If you have missed the Self Assessment deadline, you are not alone. The most important thing now is to act quickly. Delaying further only increases penalties and interest. The good news is that there are clear steps you can take to reduce the damage and bring your tax affairs back under control.

In this blog, we have explored what happens after you miss the filing date, how penalties work, how to submit your return late, and how to prevent the same problem next year. Whether you are a sole trader, landlord, contractor, or individual filing a tax return, this guide will help you move forward confidently.

What to Do If You Missed the 31st January Deadline

Missing the 31 January Self Assessment deadline can feel stressful. In the UK, this deadline applies to online Self Assessment tax returns submitted to HM Revenue & Customs. But the key is simple: act quickly to limit penalties and interest.

Here’s what you should do next.

1. Submit Your Tax Return Immediately

Even if you cannot pay your tax bill right now, submit your Self Assessment return as soon as possible.

  • A £100 fixed penalty applies as soon as you miss the deadline.
  • Further penalties are added after 3 months, 6 months, and 12 months.
  • The longer you wait, the higher the total cost.

Filing stops additional late filing penalties from building up. If you have missed the Self Assessment daeadline, submission is your first priority.

2. Check Your Penalties and Interest

After submission, log in to your HMRC online account to:

  • See the £100 late filing penalty
  • Check any additional penalties
  • Review interest charged on unpaid tax

Interest is charged daily from 1 February until the tax is paid in full at the Bank of England base rate plus 2.5% (currently around 7.25%). When you have missed the Self Assessment deadline, understanding the numbers helps you plan properly.​

3. Pay What You Can

If you can pay in full, do it as soon as possible to stop further interest.

If you cannot pay the full amount:

  • Pay as much as you can immediately
  • This reduces the interest charged on the remaining balance

Even partial payments help limit the financial impact after you have missed the Self Assessment deadline.
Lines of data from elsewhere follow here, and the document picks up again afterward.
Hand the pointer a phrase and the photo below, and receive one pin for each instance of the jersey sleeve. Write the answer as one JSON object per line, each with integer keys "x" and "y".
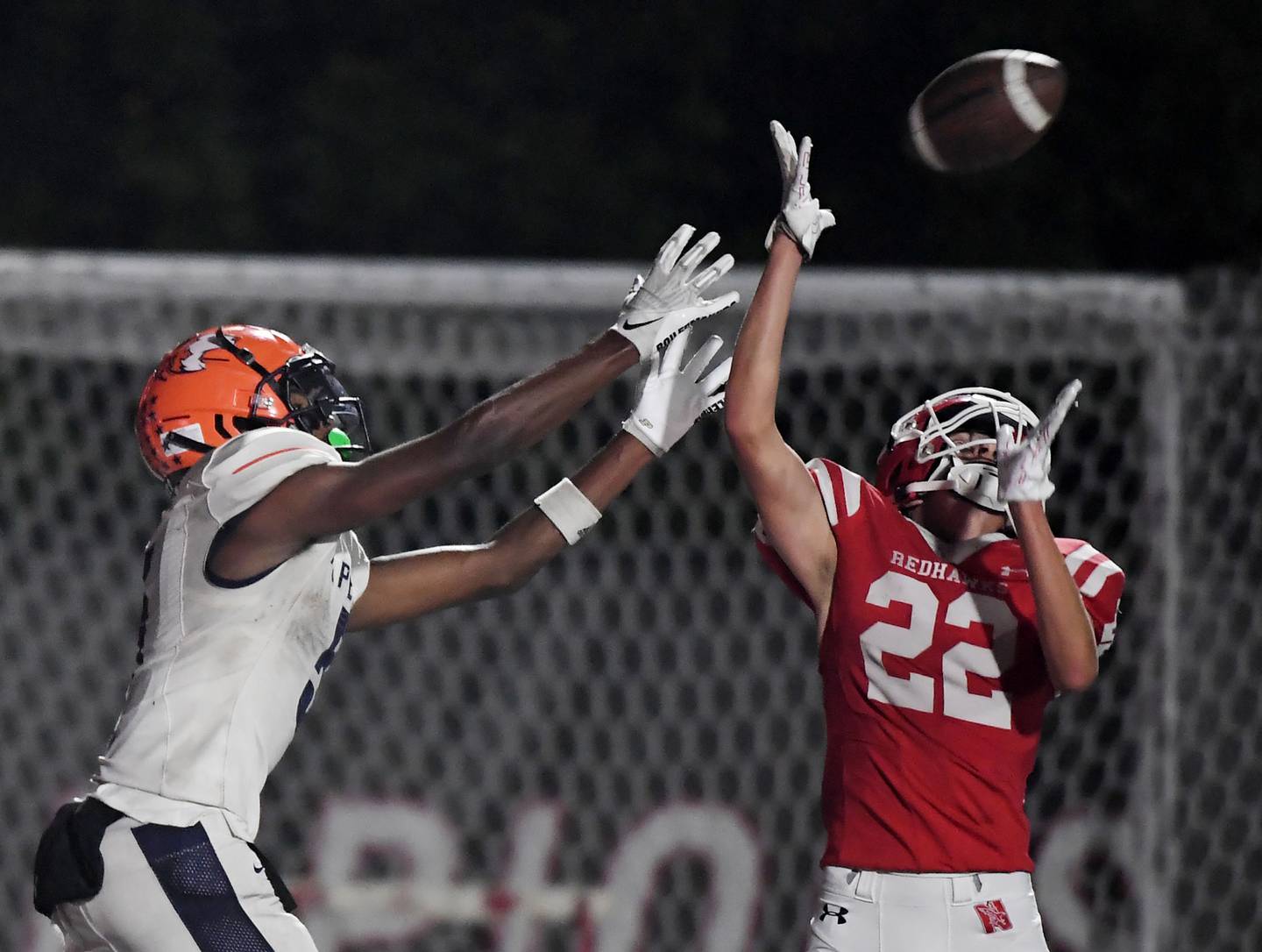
{"x": 1099, "y": 581}
{"x": 247, "y": 467}
{"x": 848, "y": 499}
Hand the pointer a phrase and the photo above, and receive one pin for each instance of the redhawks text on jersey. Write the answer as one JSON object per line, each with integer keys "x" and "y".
{"x": 934, "y": 686}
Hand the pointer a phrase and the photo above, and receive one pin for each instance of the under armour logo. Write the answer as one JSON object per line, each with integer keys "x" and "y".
{"x": 838, "y": 912}
{"x": 994, "y": 915}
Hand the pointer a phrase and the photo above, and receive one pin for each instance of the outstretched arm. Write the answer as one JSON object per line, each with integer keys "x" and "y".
{"x": 789, "y": 504}
{"x": 418, "y": 582}
{"x": 324, "y": 501}
{"x": 1064, "y": 627}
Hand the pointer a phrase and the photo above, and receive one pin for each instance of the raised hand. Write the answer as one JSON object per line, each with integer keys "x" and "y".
{"x": 669, "y": 300}
{"x": 673, "y": 398}
{"x": 800, "y": 217}
{"x": 1025, "y": 466}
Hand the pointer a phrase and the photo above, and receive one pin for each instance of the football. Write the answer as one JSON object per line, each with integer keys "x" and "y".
{"x": 986, "y": 110}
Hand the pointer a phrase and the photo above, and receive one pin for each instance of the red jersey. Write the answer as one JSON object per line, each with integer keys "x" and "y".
{"x": 934, "y": 686}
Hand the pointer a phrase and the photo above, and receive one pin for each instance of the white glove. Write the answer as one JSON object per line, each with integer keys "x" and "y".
{"x": 673, "y": 398}
{"x": 800, "y": 217}
{"x": 1024, "y": 466}
{"x": 669, "y": 300}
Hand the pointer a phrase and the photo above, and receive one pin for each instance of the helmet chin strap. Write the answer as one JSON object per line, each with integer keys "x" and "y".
{"x": 975, "y": 481}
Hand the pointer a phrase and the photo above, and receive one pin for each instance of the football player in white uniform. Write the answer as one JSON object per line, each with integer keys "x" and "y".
{"x": 254, "y": 576}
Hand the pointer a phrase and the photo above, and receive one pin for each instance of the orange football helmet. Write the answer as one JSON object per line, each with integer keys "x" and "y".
{"x": 227, "y": 380}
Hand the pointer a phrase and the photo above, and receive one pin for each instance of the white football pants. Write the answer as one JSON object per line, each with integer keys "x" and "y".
{"x": 171, "y": 889}
{"x": 909, "y": 912}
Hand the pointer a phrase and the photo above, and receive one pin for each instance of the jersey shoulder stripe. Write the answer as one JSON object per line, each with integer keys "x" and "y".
{"x": 1089, "y": 567}
{"x": 831, "y": 476}
{"x": 825, "y": 484}
{"x": 247, "y": 467}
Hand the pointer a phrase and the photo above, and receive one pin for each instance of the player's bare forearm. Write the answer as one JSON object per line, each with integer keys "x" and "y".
{"x": 1064, "y": 627}
{"x": 789, "y": 504}
{"x": 324, "y": 501}
{"x": 751, "y": 390}
{"x": 415, "y": 584}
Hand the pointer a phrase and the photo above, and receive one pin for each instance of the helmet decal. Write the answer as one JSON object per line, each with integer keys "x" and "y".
{"x": 192, "y": 361}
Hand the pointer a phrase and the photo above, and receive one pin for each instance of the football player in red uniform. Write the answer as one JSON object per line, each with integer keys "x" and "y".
{"x": 948, "y": 616}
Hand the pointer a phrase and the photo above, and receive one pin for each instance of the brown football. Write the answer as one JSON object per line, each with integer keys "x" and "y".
{"x": 986, "y": 110}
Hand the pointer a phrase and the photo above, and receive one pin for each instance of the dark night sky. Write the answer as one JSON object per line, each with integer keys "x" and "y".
{"x": 518, "y": 131}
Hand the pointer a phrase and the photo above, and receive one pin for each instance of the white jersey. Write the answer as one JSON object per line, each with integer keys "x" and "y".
{"x": 226, "y": 670}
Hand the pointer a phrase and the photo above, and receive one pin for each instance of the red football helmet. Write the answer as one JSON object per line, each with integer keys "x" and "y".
{"x": 921, "y": 456}
{"x": 226, "y": 380}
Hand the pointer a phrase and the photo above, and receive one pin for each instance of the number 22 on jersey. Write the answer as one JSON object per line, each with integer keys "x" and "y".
{"x": 915, "y": 691}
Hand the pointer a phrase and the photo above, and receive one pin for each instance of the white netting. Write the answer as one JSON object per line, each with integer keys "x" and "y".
{"x": 626, "y": 754}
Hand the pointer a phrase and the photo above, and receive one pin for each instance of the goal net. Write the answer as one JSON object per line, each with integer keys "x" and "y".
{"x": 626, "y": 754}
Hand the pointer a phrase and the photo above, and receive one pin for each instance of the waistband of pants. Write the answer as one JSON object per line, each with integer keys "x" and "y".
{"x": 924, "y": 888}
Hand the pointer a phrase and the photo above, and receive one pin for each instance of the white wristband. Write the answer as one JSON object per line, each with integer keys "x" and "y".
{"x": 570, "y": 510}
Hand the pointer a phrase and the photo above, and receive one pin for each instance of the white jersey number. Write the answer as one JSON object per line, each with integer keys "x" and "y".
{"x": 917, "y": 691}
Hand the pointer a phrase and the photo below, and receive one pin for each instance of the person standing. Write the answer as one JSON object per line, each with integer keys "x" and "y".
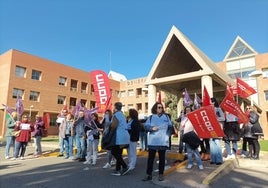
{"x": 10, "y": 140}
{"x": 106, "y": 122}
{"x": 215, "y": 143}
{"x": 134, "y": 131}
{"x": 232, "y": 135}
{"x": 158, "y": 125}
{"x": 24, "y": 137}
{"x": 59, "y": 120}
{"x": 188, "y": 127}
{"x": 119, "y": 124}
{"x": 66, "y": 131}
{"x": 93, "y": 137}
{"x": 254, "y": 130}
{"x": 80, "y": 136}
{"x": 37, "y": 135}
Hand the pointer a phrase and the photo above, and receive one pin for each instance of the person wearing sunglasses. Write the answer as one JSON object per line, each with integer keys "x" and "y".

4. Set Up a Time to Pay Arrangement

If you cannot afford to pay your tax bill in one go, you may be able to set up a Time to Pay arrangement with HMRC (online for debts under £30,000; phone for higher).

This allows you to:

  • Spread payments over monthly instalments
  • Avoid further enforcement action
  • Manage cash flow more effectively

You can usually set this up online if you owe below a certain amount and meet HMRC’s criteria.

5. Consider Appealing the Penalty

HMRC may cancel penalties if you had a reasonable excuse, such as:

  • Serious illness
  • Bereavement
  • Technical issues beyond your control (e.g., HMRC system outages)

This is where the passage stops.